A vast cash injection has breathed new life into Venice's iconic Lido

Featured August 11 Words by Robin Saikia
The Venice Lido Reborn

VENICE

All is well on the Lido once more. The legendary Tony Micelotta makes the best martinis in Europe at the Excelsior's Blue Bar. The sunsets admired by Byron and Shelley are undimmed. Every evening the sky blazes crimson and the lagoon is flecked with green, pink and gold. Italian families are back, hiring cabins on the beaches - or sunloungers with candy-striped ombrellone at the Blue Moon complex. Prosecco, seafood and ice cream sell well at bars like La Rotonda.

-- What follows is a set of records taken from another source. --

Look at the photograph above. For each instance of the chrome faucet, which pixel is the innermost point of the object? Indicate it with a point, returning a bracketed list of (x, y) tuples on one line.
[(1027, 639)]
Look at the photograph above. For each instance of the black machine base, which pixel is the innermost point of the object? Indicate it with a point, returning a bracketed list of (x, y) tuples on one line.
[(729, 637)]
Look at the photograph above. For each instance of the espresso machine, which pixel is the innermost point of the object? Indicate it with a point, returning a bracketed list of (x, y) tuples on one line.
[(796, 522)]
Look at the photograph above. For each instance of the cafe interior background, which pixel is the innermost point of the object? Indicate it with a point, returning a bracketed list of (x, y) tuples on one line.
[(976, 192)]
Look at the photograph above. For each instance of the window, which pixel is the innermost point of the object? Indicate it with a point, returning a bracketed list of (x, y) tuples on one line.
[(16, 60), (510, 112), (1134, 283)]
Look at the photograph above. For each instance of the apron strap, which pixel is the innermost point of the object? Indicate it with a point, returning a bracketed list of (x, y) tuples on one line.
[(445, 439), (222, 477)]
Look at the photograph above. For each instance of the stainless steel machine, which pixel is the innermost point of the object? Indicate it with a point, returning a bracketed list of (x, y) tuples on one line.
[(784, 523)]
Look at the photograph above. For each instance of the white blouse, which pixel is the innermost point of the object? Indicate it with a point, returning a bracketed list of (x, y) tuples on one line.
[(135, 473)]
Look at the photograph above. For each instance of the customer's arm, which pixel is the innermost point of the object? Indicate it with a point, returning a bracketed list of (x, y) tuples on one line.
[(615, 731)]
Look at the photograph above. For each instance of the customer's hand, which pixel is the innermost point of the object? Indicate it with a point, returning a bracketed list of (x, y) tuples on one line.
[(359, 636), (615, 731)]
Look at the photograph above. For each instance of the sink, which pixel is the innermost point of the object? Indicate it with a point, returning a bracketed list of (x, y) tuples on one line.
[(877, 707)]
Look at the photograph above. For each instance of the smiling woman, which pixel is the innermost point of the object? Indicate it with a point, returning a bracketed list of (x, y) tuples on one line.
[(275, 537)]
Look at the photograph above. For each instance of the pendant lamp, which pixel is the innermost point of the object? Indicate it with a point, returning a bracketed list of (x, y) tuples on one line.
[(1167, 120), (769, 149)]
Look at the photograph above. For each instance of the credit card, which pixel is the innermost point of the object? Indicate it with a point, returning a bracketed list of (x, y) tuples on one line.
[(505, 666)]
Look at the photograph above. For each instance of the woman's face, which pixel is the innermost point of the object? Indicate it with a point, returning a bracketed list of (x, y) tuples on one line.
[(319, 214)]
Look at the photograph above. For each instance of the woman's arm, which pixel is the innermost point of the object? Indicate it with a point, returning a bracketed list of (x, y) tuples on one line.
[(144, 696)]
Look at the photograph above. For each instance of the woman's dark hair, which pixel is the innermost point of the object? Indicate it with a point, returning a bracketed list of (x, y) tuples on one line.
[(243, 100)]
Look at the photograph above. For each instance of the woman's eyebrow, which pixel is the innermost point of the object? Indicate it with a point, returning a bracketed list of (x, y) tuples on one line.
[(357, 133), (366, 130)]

You may not think of Venice as a seaside destination, but after a multi-million pound facelift, which was completed this month, the dolce vita is back on the city's once-famed beach. The Lido has had a tough time lately. Historically important as the sea boundary of Venice, it found new life in the 19th century as a place of striking natural beauty, praised by writers including Byron and Ruskin. In the 20th century, the entrepreneurs Nicolò Spada and Giuseppe Volpi built the grand hotels and founded the Venice Film Festival. The Lido soon outshone the French Riviera, with Winston Churchill, Marlene Dietrich and Coco Chanel among the glittering guests at the Excelsior and the Hotel des Bains. Sadly, the post-war years saw a steady decline. Investors decamped and even Luchino Visconti's film of the Thomas Mann novel Death in Venice could not save the Lido.

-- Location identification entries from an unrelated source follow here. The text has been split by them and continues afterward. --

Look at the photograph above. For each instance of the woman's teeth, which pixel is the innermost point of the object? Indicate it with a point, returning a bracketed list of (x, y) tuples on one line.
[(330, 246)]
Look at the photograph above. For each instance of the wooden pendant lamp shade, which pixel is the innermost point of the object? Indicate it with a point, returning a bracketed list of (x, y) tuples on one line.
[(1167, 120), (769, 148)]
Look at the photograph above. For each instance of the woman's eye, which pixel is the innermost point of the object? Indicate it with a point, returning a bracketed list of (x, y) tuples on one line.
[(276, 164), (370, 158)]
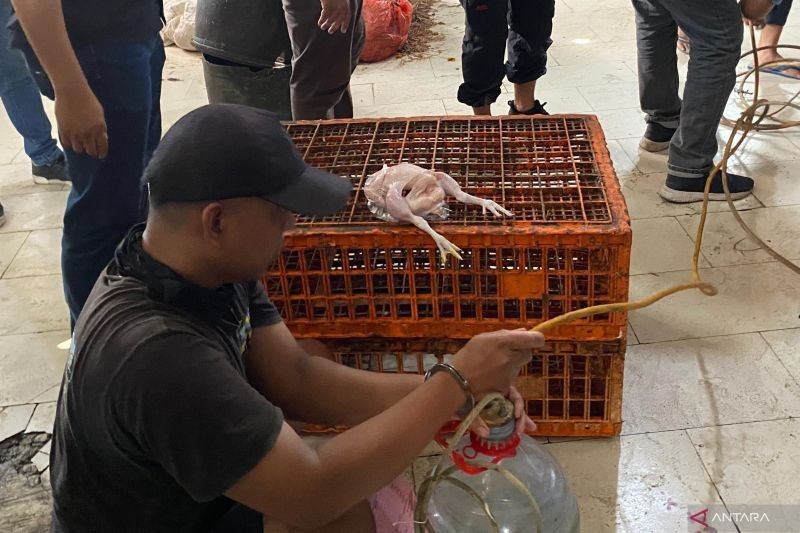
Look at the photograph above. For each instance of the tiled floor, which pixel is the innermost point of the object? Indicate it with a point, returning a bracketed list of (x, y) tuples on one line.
[(711, 384)]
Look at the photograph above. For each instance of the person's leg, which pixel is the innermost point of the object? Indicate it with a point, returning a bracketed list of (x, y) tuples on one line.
[(715, 29), (656, 37), (22, 100), (105, 198), (531, 24), (157, 60), (779, 14), (771, 35), (482, 51), (344, 109), (321, 63)]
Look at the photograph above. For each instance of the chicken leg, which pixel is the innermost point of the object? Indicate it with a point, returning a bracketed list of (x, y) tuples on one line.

In 2009, EstCapital, a real estate fund, announced a widely publicised €113m lifeline. "In a few years, we will completely change the face of the Lido," said Gianfranco Mossetto of Est."The fog that obscures it now will lift." The big idea - to revive old glories for the modern age - seems to be working. The spring-cleaned beaches now fly the coveted Blue Flag and you'll find the free public beaches at both the southern and northern tips of the Lido. The north, in particular, is pleasingly lively, with dancing at Aurora Beach and Blue Moon. And if you head further north still, towards San Nicolò, the shoreline becomes wilder and even more romantic in the warm Adriatic dusk. Alberoni, at the southern tip of the Lido, is a conservation area, with rare plants, birds and the pine forest where Byron loved to ride. Lounging in the sun, dining and dancing, an energetic timetable of tennis, riding, sailing, canoeing or golf - it's all here, just as it was in the 1930s, and only minutes from the world's most beguiling city.